Shapeshifter from PHB2 - Lose companion & wildshape, gain weaker but unlimited uses/day shapeshifting

Swift Hunter from UA - Lose wildshape, gain ranger/monk abilities.

Druidic Avenger - Lose companion, gain Rage like barbarian


----------



## Drowbane (Nov 18, 2007)

QuaziquestGM said:
			
		

> Refresh my memory...was Master of Radiance in Ghostwalk or Liberus Mortus?




Libris Mortis


----------



## Elemmakil (Nov 18, 2007)

I've heard that the Moonwalker (RoE, I think) is very good, although you must be a shifter.  You lose four levels of wildshaping (but maintain full spellcasting and, I think, animal companion progression), but get a lot of useful abilities while shifting, along with several spells: invisibility, planar ally (all versions), gate, and probably some more that I'm forgetting.

It may not be as good as a straight druid, but it's still very viable, and is definitely a better summoner.

You can find an old, but only somewhat outdated, optimized druid guide here.  I believe that the wildshape nerf errata was never fully incorporated into this.  I'm also not sure how up-to-date the list of monsters is, either.


----------



## eamon (Nov 21, 2007)

Shapeshift does have one advantage over wildshape, namely that it's a swift action.  Further, the power of shapeshift isn't really very low - if you have a high Str anyhow.  It's seriously underpowered (relative to wild shape) if a DM allows Wilding clasps and Wild Armor only for wild shape (and not shapeshift), though.

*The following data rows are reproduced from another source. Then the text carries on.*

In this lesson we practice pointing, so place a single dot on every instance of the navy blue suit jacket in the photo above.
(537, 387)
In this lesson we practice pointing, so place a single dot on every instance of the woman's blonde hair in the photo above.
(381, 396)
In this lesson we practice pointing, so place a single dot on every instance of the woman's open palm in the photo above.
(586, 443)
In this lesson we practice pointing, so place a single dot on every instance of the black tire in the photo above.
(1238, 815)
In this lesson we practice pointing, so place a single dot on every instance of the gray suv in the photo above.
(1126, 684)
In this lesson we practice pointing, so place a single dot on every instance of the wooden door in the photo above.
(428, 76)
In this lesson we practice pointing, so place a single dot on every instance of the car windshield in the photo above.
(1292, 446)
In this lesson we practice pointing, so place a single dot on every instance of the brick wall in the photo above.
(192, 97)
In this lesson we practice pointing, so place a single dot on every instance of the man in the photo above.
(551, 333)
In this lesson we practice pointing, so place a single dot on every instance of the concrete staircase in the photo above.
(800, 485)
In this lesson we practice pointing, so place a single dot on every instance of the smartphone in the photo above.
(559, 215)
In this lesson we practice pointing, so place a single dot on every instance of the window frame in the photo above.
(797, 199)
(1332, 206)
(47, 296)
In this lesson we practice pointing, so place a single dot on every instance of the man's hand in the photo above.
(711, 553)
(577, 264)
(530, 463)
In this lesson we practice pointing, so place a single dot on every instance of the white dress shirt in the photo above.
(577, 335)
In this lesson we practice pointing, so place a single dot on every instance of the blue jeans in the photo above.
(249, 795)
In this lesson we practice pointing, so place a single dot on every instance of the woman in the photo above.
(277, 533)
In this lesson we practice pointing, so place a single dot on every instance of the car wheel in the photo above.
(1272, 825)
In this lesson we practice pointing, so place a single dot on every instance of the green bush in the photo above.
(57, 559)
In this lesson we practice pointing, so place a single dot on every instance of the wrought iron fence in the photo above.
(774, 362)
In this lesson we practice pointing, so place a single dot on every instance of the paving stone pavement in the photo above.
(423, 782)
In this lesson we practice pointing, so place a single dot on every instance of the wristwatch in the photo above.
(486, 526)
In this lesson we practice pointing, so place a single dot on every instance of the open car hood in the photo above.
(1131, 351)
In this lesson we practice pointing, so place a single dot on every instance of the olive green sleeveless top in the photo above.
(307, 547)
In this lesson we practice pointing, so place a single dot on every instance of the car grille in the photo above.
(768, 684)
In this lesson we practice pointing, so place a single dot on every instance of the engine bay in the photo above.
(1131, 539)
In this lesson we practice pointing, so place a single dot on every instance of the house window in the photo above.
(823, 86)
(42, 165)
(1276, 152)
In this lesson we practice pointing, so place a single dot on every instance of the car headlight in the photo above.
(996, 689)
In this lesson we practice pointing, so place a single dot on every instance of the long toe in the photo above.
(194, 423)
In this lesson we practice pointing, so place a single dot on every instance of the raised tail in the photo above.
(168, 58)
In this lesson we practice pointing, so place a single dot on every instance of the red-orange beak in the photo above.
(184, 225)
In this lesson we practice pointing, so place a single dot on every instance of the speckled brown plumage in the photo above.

The biggest disadvantage you'll have is that natural spell doesn't work (which isn't as bad as it looks due to the swift action shifting time), and you lose flexibility (no aquatic form, for instance).  In any case, I've banned wild shape, (allowing a shapeshift-derived wild-shape for those who want to use an animal companion), and people still pick druids happily and certainly aren't underpowered relative to the other players.


----------